Es sind oft Einzelpersonen, die am Ende des Zweiten Weltkrieges über das Schicksal ganzer Großstädte entscheiden. Wohl und Wehe liegen nicht selten eng beieinander. Symbolhaft dafür stehen die beiden Metropolen im mitteldeutschen Industrie- und Braunkohlerevier Halle und Leipzig. Halle bleiben in den letzten Tagen des Krieges weitere Zerstörungen und Todesopfer erspart, weil es einer Gruppe von Bürgern um den Seekriegshelden des Ersten Weltkrieges, Felix Graf von Luckner, gelingt, den Kampfkommandanten der Wehrmacht mit seinen Truppen zum Abzug zu bewegen. Am 17. April ziehen US-Truppen kampflos in die Saale-Stadt ein. Der Krieg in der Geburtsstadt Händels ist damit vorbei.
Weiße Fahnen um Leipzig
Auch in und um Leipzig sehnt die Mehrzahl der Menschen das Kriegsende herbei. Als Einheiten der 69. US-Infanteriedivision am 17. April von Osten und Süden auf die größte Stadt Sachsens vorstoßen, wehen überall in den Orten des Umlandes weiße Fahnen. Auch der Stadtkommandant von Leipzig, Generalmajor Hans von Ziegesar, hält einen Kampf für völlig sinnlos. Dem Wehrmachtgeneral stehen als stärkste Einheit lediglich die Reste eines Infanterie-Ausbildungs- und Ersatzbataillons mit 750 Mann zur Verfügung, von denen allerdings 500 Soldaten noch gar nicht ausgebildet sind. Hinzu kommen 250 Soldaten der Kraftfahrtruppe sowie acht Volkssturm-Bataillone mit angeblich knapp 2.300 Mann. Von ihnen hat aber nur jeder dritte eine Handfeuerwaffe. Panzerfäuste gibt es aber reichlich.

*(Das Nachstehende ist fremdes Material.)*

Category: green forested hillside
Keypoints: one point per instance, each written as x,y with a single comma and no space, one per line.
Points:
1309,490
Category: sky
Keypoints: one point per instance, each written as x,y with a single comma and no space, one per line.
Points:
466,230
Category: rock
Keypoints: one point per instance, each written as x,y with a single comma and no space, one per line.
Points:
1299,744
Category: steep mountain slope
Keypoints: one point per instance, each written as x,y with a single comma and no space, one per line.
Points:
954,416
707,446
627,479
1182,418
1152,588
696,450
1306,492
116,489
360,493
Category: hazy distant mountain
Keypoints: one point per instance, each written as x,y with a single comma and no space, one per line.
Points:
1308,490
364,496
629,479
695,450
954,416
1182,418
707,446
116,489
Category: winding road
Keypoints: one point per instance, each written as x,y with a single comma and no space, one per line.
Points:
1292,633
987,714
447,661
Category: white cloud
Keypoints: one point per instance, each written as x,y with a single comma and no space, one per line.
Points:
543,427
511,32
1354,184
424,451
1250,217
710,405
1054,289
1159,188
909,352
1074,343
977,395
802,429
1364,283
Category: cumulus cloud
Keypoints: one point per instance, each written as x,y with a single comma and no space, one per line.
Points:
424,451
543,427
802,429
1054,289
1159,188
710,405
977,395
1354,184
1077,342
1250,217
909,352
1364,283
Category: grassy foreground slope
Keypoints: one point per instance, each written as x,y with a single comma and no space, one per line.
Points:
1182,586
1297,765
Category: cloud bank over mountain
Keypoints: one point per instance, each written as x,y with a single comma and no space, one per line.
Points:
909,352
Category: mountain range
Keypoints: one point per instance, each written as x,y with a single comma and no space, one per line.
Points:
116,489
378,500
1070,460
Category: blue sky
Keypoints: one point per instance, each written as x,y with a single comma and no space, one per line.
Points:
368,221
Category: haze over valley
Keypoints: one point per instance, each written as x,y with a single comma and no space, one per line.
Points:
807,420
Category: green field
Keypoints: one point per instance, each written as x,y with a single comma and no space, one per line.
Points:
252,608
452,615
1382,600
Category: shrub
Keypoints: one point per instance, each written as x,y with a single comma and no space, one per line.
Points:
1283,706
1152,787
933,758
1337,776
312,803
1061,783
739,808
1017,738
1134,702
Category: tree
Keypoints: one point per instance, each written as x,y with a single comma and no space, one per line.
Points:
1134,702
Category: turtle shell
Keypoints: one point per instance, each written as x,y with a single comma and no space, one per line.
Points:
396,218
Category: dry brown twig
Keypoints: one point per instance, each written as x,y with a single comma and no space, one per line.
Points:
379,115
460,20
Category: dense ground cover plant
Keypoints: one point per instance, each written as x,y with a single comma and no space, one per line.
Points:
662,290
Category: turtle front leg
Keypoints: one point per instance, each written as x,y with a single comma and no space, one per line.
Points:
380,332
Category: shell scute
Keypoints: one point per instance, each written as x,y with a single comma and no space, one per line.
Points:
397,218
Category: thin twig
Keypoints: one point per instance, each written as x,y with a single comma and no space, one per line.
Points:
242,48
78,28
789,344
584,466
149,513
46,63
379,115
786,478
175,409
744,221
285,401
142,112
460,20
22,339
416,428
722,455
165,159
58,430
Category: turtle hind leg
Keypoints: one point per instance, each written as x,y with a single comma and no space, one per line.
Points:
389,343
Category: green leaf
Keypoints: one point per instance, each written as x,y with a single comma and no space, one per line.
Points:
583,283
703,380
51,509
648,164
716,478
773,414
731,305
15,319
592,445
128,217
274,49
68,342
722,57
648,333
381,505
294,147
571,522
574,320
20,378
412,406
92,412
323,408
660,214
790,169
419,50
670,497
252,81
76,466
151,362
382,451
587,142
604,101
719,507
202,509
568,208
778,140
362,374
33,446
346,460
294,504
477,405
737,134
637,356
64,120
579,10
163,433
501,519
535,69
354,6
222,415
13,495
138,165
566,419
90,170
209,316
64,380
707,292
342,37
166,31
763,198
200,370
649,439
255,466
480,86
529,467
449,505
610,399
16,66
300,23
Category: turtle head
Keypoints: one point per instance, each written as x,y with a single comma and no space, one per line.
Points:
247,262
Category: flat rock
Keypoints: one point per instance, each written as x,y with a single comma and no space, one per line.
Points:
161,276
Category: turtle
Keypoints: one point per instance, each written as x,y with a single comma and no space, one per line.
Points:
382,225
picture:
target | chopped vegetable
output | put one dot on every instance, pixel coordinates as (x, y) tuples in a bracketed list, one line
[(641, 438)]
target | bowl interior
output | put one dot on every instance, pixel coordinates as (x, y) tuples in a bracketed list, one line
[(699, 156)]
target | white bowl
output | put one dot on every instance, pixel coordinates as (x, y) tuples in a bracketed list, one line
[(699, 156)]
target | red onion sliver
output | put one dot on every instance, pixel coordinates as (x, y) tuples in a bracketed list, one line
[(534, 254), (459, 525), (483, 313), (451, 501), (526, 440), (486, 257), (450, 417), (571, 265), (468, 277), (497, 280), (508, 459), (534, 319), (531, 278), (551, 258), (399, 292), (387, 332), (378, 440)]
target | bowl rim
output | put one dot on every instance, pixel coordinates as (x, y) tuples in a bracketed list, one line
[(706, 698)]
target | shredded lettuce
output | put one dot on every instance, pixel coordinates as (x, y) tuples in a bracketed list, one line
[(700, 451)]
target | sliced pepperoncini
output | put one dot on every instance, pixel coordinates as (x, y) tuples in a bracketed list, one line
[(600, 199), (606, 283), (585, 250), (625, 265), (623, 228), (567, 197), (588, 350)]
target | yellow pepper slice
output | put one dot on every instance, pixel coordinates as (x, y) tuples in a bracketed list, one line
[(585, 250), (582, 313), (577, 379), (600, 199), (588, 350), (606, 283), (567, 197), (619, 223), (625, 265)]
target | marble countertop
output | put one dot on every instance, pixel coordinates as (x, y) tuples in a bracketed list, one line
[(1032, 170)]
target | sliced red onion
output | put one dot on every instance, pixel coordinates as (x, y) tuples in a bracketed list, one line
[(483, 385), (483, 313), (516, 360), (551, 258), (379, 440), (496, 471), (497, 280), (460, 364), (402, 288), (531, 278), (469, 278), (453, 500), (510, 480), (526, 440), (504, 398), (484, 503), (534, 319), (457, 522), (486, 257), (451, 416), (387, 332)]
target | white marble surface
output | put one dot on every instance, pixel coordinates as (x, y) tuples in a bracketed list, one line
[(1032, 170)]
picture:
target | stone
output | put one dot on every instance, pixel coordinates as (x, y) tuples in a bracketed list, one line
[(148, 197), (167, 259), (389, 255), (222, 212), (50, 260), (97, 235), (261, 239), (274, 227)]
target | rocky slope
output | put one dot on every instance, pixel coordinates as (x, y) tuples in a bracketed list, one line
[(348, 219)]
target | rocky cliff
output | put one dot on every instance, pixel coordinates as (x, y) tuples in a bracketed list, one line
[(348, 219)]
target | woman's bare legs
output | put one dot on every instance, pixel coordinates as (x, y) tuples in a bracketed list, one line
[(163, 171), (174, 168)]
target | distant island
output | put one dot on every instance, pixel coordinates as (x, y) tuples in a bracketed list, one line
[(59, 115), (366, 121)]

Stadtkommandant Ziegesar will nicht kämpfen
Auch die Leipziger Bevölkerung und der Leipziger Polizeipräsident, SS-Brigadeführer und Generalmajor der Polizei Wilhelm von Grolman, drängen Ziegesar, die Stadt nicht zu verteidigen. Doch die Wehrmachtführung und die 12. Armee, der die Truppen in Leipzig unterstehen, wollen einen Vorstoß der US-Amerikaner auf Berlin verhindern und eine zusammenhängende Front an Elbe und Mulde halten. Ein hinhaltender Kampf um Leipzig soll Zeit verschaffen. Deshalb wird Ziegesar als Kampfkommandant abgelöst und durch den erst 46-jährigen Oberst und Ritterkreuzträger Hans von Poncet ersetzt.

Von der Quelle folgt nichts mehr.